SVM Kernels Explained: How to Tackle Nonlinear Data in Machine Learning

Have you ever considered how your phone can recognize handwritten text and convert it into regular computer text? Or how your email can separate messages automatically into spam and non-spam categories?

Both of these examples work based on classification tasks, as does the facial recognition feature on your phone.

When building a classification algorithm, real-world data often has a non-linear relationship. And many machine learning classification algorithms struggle with non-linear algorithms. But in this article, we’ll be looking at how Support Vector Machine (SVM) kernel functions can help to solve this problem. We’ll go in-depth into a Python implementation of non-linear classification and SVM kernel functions.

Prerequisites

Overview of the Support Vector Machine (SVM) Technique

Support Vector Machine (SVM) is a supervised learning algorithm. It uses a hyperplane that divides features inside a feature space into distinct categories. It’s effective for both classification and regression applications.

By identifying the optimal dividing line or plane that will serve as the decision boundary, SVM seeks to maximize the margin between the various target variables. It’s primarily utilized in classification tasks and is very helpful in ignoring outliers. It categorizes the data points of the features in the dataset into distinct outputs or classes.

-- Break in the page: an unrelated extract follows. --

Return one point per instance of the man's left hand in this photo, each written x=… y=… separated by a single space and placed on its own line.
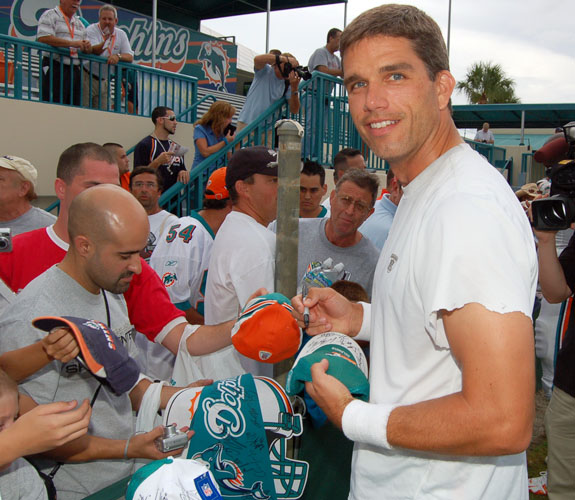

SVM seeks to achieve the optimal maximum margin and an ideal or near-perfect separation. There are various applications for SVM, such as image classification, face detection, text classification, image classification, and bioinformatics. SVM is also efficient in linear and non-linear classification problems.

Importance of Kernel methods in SVM

Nonlinear classification is a sort of classification that involves categorizing features that have non-linear, curved, or complex decision boundaries. Decision boundaries are regions of space that separate two different classes.

In linear classification tasks, the region of space between the different classes such as if the email is spam or not can be easily separated with a straight line. But in non-linear relationships, it could have a circular, parabola, or a complex-shape decision boundary.

Non-linear classification tasks have patterns that cannot be discovered by linear models. This is because the features have a non-linear relationship with each other.

SVM as a linear classification algorithm isn’t efficient for a non-linear data. To handle this sort of data, it will require a kernel method, which is the core topic of this article.

A kernel method is a technique used in SVM to transform non-linear data into higher dimensions. For example, if the data has a complex decision boundary in a 2-Dimensional space (as I’ll explain further in the later part of this article), it can be transformed into a 3-Dimensional space. This allows efficient classification just with a linear plane.

The goal of the article is to teach you about SVM kernels and their application to non-linear classification tasks.

Fundamentals of SVM

Linear Classifiers and Margin Maximization

Linear classifiers are classification algorithms that make predictions by using a straight line of best fit as a decision boundary between two or more categories.

Marginal planes are used to determine the support vector in the classification task. Support vectors are the data points in the dataset that are used to separate the different target variable categories – they are data points very close to the decision boundary.

In the image below, the marginal planes are the yellow lines, while the hyperplane is the red line. The hyperplane serves as the line of best fit or decision boundary. The data points that are closest to the marginal plane are the support vectors – the data points encircled in green in the image below.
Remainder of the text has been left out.